Missies: een manier om het kapitalisme te hervormen?

Het boek biedt een wervend pleidooi voor ‘missies’ als uitvoeringsvorm voor de aanpak van de klimaattransitie en andere grote maatschappelijke problemen. Mazzucato vindt in Brussel en andere regeringssteden ook veel weerklank voor haar “ondernemende” overheid. Ze is er ook trots op dat vele vrouwen, zoals Alexandria Ocasio-Cortez (Green New Deal), Ursala von der Leiyen (European Green Deal), Kate Rayworth (Donut Economy), Edith Penrose (waardescheppende organisaties), Carlota Perez (financialisatie), Stephanie Kleton (maatschappelijke uitgaven) momenteel het debat aanvoeren.

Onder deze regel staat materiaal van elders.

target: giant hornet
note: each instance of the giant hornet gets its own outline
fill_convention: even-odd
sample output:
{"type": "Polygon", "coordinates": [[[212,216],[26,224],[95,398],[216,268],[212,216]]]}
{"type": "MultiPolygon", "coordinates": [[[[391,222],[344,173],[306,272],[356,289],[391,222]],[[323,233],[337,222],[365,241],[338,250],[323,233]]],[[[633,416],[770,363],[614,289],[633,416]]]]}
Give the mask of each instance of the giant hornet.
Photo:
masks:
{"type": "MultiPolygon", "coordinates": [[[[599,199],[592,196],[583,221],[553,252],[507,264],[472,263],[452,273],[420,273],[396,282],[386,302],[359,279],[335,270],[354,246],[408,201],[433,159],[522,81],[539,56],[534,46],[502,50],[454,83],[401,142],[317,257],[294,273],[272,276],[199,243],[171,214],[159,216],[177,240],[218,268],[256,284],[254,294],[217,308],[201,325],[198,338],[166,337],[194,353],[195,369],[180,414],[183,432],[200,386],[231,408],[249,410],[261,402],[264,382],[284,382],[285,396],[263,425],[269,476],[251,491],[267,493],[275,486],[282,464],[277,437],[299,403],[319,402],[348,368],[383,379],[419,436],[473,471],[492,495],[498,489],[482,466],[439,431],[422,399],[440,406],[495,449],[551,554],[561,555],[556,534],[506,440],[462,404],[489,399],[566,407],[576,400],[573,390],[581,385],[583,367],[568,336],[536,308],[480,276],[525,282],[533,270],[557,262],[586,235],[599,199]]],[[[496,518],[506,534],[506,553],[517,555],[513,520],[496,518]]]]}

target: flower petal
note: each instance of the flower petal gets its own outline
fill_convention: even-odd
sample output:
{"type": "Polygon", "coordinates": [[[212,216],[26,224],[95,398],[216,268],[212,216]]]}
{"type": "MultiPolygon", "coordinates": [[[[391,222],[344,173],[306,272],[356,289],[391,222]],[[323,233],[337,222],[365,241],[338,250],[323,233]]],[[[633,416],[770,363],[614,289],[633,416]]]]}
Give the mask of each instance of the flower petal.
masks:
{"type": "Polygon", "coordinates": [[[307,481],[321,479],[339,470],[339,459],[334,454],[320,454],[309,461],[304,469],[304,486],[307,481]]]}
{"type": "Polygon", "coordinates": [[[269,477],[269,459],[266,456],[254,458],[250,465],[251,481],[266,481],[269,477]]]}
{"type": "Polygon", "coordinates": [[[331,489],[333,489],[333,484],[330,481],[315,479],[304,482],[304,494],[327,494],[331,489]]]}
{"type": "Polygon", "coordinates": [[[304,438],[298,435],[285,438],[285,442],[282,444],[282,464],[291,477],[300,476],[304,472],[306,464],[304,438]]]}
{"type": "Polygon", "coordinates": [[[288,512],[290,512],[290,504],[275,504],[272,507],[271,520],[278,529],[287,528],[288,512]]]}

De lezer blijft echter wel met de vraag zitten of ‘missies’, zoals de subtitel van het boek suggereert, een manier is “om het kapitalisme te hervormen”. Als we het goed begrijpen wil Mazzucato het bedrijfsleven verleiden haar financiële en inhoudelijke bijdrage te leveren aan het oplossen van maatschappelijke problemen in de vorm van grote projecten, die door de overheid worden geëntameerd en gestuurd, waarbij de bevolking actief participeert, en waar de uiteindelijke opbrengsten gedeeld worden. Ze zoekt naar bedrijven, die ‘welwillend’ zijn, om aan deze samenwerking deel te nemen.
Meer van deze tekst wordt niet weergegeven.